Şub 26, 2018
1510 Görüntüleme

Engelli Hakları, Görme Engellinin Okula Kaydının Reddi

Yazan
banner

Devlet Üniversitesi’ne ait konservatuarların açmış olduğu, yetenek sınavı ile görme engelli şahsın sınav heyeti huzurunda yapılan uygulamalı
sınavda başarılı bulunarak kabul edilebilir yeterlilikte olduğu tespit edildikten sonra okul yönetimince başvuran görme engelli ve okul altyapısı-nın uygun olmadığı gerekçesi ile kayıt işleminin yapılmaması işleminin AİHM önüne götürülmesinde başvuran haklı bulunmuştur.
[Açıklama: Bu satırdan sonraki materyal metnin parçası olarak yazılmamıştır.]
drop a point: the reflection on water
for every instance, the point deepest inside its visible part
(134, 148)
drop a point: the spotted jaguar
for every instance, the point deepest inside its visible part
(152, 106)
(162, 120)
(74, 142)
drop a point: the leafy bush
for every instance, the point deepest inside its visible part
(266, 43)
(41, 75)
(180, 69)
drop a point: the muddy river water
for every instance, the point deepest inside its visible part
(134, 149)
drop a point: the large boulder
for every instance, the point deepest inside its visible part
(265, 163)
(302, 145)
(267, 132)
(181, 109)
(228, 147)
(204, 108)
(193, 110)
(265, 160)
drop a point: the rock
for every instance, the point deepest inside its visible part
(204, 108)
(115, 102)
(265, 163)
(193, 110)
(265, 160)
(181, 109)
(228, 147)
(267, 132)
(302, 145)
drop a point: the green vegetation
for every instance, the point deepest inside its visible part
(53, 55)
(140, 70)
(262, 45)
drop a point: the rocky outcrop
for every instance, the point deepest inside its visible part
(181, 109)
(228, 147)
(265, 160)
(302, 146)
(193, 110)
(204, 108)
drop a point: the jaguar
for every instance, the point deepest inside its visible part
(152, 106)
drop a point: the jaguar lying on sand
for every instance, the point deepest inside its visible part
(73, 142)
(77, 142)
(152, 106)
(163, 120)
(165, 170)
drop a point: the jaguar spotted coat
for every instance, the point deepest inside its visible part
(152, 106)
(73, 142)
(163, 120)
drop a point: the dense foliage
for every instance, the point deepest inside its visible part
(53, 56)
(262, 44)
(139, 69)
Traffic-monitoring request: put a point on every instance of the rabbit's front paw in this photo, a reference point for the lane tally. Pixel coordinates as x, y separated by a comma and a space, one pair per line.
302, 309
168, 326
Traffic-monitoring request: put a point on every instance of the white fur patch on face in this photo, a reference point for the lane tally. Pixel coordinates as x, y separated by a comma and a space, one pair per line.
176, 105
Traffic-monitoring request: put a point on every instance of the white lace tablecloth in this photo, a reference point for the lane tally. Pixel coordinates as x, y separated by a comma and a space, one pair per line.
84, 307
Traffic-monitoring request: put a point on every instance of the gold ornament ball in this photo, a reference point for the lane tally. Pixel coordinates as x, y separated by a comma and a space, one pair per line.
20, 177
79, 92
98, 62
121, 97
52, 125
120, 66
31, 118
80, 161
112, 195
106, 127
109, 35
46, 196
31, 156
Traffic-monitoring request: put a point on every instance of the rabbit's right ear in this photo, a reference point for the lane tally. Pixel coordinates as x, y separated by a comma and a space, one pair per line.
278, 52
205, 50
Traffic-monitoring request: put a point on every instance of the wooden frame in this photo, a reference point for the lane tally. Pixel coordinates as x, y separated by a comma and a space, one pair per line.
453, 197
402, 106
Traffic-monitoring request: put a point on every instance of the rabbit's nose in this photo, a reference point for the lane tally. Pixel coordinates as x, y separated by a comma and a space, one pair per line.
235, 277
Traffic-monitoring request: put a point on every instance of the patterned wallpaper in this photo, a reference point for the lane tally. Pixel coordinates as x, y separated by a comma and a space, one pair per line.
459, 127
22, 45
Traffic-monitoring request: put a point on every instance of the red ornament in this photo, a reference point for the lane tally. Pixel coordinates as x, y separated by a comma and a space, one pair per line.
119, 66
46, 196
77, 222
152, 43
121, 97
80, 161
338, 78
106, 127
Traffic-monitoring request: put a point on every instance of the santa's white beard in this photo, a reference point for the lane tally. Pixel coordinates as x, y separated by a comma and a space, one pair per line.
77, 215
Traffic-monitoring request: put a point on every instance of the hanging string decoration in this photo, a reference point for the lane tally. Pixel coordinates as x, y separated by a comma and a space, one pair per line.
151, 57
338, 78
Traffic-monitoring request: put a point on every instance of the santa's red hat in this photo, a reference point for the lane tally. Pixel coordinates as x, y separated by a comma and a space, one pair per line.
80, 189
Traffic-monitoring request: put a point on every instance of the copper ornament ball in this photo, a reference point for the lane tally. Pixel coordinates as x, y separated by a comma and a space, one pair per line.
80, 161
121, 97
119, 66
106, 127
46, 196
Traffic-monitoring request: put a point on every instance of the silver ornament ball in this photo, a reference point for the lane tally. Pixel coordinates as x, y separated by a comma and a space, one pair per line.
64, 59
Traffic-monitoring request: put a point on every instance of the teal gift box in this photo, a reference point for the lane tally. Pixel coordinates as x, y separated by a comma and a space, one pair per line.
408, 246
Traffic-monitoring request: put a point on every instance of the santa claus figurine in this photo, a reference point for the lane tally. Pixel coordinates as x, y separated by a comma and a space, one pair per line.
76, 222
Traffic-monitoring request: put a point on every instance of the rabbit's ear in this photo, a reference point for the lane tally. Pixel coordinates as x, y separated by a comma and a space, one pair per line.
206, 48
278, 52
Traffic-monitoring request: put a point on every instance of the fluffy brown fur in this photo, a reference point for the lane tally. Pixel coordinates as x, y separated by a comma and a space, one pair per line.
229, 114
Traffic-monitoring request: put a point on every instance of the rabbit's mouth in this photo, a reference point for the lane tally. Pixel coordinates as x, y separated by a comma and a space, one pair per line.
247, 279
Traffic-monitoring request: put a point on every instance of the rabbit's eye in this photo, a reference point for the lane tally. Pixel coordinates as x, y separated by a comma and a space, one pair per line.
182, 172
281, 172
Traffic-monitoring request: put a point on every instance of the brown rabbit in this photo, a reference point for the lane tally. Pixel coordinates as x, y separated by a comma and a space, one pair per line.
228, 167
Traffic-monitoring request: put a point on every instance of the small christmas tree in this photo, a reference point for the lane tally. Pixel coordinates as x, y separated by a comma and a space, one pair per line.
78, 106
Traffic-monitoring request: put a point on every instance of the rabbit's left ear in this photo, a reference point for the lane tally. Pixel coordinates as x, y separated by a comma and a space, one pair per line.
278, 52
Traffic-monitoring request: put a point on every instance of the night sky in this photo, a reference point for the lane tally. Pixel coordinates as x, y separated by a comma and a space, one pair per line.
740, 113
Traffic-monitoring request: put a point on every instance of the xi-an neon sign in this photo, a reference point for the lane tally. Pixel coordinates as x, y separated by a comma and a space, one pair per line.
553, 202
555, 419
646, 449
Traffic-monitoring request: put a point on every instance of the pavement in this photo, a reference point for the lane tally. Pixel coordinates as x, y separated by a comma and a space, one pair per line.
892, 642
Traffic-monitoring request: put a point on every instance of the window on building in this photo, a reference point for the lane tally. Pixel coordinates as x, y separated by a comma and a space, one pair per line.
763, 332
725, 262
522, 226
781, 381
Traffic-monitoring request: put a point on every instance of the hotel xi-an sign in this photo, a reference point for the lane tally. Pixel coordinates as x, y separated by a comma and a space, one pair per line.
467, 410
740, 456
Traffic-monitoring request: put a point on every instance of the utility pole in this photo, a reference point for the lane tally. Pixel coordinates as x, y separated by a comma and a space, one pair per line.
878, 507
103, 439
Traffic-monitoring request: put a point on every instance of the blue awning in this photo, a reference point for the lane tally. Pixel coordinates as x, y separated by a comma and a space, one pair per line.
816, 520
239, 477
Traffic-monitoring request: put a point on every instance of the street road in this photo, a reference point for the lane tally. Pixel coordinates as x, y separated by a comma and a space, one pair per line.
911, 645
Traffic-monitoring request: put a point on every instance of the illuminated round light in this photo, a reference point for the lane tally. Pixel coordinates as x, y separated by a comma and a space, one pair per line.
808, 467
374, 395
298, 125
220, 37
Mahkemenin temel gerekçesinde demokratik bir toplumda eğitim hakkının, insan haklarının gerçekleşmesinde vazgeçilmez olduğu devletin engelliler yönünde pozitif yükümlülük altında bulunduğu gerekli altyapıyı oluşturmakla yü-kümlü bulunduğu vurgulanmış olup; mahkeme, yalnızca görme engelli olması nedeniyle objektif ve makul bir gerekçe olmaksızın başvuranın eğitim hakkının engellenmesini sözleşmeye ek 1. No’lu protokolün 2. Maddesi ile birlikte sözleşmenin 14. Maddesinin ihlal edildiği yönünde karar verilmiştir.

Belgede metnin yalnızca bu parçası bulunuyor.